The 5% reservation was never a “religious” handout. Established in 2014 under the Special Backward Category-A (SBCA), it was designed to target specific castes within the Muslim community—such as the Qureshi, Ansari, and Nadaf—who were identified as socially and educationally marginalized.

The decision was backed by extensive data, including the Sachar Committee Report, which noted that in several Indian states, Muslim representation in elite services like the IAS and IPS remains below 2.5%—a figure lower than that of many SC/ST groups.

The Legal Loophole: An Ordinance That Never Became Law

The government’s primary justification for scrapping the quota is procedural. The reservation was introduced via an ordinance in 2014. Under Indian law, an ordinance must be ratified by the state legislature within six weeks of a new session or it becomes “void”.
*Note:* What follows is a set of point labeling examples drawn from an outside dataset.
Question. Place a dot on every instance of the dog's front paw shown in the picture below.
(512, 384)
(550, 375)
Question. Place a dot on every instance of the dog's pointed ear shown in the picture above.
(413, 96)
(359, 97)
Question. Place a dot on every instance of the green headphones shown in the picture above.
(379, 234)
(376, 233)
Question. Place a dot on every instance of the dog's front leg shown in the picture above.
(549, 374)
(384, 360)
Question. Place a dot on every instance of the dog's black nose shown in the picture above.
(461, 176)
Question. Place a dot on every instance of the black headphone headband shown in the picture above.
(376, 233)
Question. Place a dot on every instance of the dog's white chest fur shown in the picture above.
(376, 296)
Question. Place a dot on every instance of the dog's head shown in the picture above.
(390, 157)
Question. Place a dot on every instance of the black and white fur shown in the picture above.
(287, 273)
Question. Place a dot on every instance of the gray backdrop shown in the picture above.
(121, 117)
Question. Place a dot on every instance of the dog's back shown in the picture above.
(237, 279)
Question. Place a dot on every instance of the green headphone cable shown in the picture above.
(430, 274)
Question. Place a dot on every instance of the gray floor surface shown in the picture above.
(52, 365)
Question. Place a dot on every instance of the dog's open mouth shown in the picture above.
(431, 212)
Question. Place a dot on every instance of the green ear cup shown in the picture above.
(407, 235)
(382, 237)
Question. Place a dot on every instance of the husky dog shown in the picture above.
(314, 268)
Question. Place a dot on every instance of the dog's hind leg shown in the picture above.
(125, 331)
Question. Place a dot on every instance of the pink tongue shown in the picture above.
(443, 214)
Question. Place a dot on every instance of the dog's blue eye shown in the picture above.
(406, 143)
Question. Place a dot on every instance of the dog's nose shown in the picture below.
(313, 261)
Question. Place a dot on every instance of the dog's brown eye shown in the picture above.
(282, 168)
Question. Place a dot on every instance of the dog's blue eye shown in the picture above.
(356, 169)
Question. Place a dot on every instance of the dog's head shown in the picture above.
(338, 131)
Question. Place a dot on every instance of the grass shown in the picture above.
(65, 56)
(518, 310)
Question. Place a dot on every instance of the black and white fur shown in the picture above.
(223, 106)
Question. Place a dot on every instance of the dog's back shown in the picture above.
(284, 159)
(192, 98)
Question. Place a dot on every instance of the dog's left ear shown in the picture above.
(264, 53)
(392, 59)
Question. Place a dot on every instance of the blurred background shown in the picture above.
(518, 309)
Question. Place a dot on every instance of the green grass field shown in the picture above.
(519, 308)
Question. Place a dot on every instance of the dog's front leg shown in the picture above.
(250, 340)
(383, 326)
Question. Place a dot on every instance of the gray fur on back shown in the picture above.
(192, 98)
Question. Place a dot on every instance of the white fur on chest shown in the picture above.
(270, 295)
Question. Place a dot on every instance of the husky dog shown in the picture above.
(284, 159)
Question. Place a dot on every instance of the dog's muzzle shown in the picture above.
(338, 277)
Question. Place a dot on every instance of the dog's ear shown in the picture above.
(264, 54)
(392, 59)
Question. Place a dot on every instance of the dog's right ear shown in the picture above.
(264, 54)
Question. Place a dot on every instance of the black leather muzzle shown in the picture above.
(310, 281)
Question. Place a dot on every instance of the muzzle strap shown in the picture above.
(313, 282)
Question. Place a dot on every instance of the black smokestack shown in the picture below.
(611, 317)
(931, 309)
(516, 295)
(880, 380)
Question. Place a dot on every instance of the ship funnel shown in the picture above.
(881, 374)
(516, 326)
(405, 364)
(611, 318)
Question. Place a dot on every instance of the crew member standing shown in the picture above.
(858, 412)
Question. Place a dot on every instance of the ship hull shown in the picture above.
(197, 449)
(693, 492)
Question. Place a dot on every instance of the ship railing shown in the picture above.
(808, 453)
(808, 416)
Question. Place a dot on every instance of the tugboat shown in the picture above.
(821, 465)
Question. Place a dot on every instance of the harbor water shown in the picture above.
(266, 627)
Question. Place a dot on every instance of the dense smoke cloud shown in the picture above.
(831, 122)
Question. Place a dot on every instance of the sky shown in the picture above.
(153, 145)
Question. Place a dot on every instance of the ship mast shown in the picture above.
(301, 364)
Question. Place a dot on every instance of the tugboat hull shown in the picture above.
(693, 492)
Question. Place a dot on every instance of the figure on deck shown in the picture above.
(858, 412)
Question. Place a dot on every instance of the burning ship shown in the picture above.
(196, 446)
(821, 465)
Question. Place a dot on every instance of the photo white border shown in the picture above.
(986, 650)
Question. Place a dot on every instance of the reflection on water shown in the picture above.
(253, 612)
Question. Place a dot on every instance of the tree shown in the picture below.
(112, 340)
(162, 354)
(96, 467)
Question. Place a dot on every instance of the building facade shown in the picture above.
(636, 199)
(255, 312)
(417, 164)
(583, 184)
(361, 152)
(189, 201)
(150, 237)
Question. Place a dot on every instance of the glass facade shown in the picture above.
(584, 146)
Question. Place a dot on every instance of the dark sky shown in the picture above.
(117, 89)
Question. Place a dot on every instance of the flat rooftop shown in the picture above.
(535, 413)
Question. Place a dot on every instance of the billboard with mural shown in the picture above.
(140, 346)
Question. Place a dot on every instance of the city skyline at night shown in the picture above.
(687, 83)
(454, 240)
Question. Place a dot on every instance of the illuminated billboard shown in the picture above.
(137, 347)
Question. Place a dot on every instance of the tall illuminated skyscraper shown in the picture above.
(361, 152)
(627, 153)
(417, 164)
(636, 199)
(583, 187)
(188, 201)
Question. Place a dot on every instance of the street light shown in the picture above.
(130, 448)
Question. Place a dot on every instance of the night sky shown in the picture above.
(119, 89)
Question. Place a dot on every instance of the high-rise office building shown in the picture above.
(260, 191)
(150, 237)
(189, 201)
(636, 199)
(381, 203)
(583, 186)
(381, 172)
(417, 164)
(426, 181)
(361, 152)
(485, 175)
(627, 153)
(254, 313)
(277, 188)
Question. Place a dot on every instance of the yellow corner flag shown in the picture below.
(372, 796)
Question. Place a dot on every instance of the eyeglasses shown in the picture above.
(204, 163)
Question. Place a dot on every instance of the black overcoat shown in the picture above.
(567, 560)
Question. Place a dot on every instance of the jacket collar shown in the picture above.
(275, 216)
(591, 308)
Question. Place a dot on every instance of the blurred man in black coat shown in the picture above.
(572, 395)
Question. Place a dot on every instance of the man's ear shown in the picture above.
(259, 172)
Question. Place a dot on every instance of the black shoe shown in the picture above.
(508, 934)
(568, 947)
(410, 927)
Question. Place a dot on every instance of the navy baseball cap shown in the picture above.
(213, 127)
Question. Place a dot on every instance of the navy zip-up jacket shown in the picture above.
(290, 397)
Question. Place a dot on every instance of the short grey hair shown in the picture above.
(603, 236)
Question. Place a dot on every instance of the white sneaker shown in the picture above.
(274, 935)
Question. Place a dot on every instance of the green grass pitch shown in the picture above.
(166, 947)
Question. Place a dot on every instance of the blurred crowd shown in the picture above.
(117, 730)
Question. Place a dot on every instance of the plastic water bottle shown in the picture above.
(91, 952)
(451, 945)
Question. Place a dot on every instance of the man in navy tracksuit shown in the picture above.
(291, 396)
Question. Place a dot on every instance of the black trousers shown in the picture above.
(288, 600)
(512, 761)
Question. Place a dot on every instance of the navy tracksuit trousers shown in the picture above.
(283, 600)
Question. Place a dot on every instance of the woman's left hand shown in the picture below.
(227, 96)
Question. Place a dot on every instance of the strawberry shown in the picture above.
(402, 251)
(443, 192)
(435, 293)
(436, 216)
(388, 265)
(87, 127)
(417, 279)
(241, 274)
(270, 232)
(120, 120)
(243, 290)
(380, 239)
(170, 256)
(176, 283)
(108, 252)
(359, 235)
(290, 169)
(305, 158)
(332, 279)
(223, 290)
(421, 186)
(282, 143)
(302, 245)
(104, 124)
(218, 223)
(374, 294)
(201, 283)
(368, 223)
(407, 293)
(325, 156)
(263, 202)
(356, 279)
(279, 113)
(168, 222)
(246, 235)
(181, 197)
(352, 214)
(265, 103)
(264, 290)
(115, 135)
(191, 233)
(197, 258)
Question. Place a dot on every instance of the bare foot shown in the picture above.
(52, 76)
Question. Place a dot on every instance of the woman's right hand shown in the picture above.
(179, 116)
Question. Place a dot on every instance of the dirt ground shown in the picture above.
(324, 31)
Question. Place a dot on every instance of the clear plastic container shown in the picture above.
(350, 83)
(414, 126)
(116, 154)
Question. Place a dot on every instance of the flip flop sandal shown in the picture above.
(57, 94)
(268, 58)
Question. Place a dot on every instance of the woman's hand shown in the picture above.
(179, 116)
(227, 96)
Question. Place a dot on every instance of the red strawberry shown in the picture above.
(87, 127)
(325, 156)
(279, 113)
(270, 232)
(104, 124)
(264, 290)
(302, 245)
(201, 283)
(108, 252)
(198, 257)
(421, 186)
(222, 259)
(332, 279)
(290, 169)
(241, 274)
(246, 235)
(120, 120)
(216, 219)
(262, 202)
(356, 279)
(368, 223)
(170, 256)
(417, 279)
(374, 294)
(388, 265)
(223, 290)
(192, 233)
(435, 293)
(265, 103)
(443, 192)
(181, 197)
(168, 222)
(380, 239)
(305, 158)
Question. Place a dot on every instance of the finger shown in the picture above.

For ten years, successive governments failed to present or pass this ordinance in the assembly. The current administration argues that they are simply “cleaning the files” by officially closing a provision that had already become legally non-existent due to legislative inaction.

The “Double Jeopardy” of Muslim Dalits

The revocation highlights a deeper crisis of “double deprivation” for the community. Under Article 341, Scheduled Caste (SC) status is restricted to Hindus, Sikhs, and Buddhists. Muslim and Christian Dalits are excluded from these constitutional protections, despite sharing identical histories of caste-based oppression.

By scrapping the SBCA category, the state has removed one of the few tailored avenues these “excluded Dalits” had for social mobility in education and employment.

The Immediate Fallout: A Generation Left Behind

The impact of this “administrative note” is far from technical for the students on the ground:

  • Admission Crisis: New SBCA certificates will no longer be issued, and existing ones will not be verified for the current academic cycle.
  • Institutional Barrier: Students who relied on this 5% window for medical and engineering seats now find those doors abruptly closed.
  • National Signal: This sets a precedent for other states like Kerala and Karnataka, which currently maintain OBC-based classifications for backward Muslim communities.

Bottom Line

The era of the SBCA quota in Maharashtra ended not in a courtroom, but in a filing cabinet. By allowing a decade to pass without converting the ordinance into law, the state has used procedural neglect to dismantle a tool of social mobility. For the government, it is a “constitutional cleanup”; for thousands of students, it is the loss of a level playing field.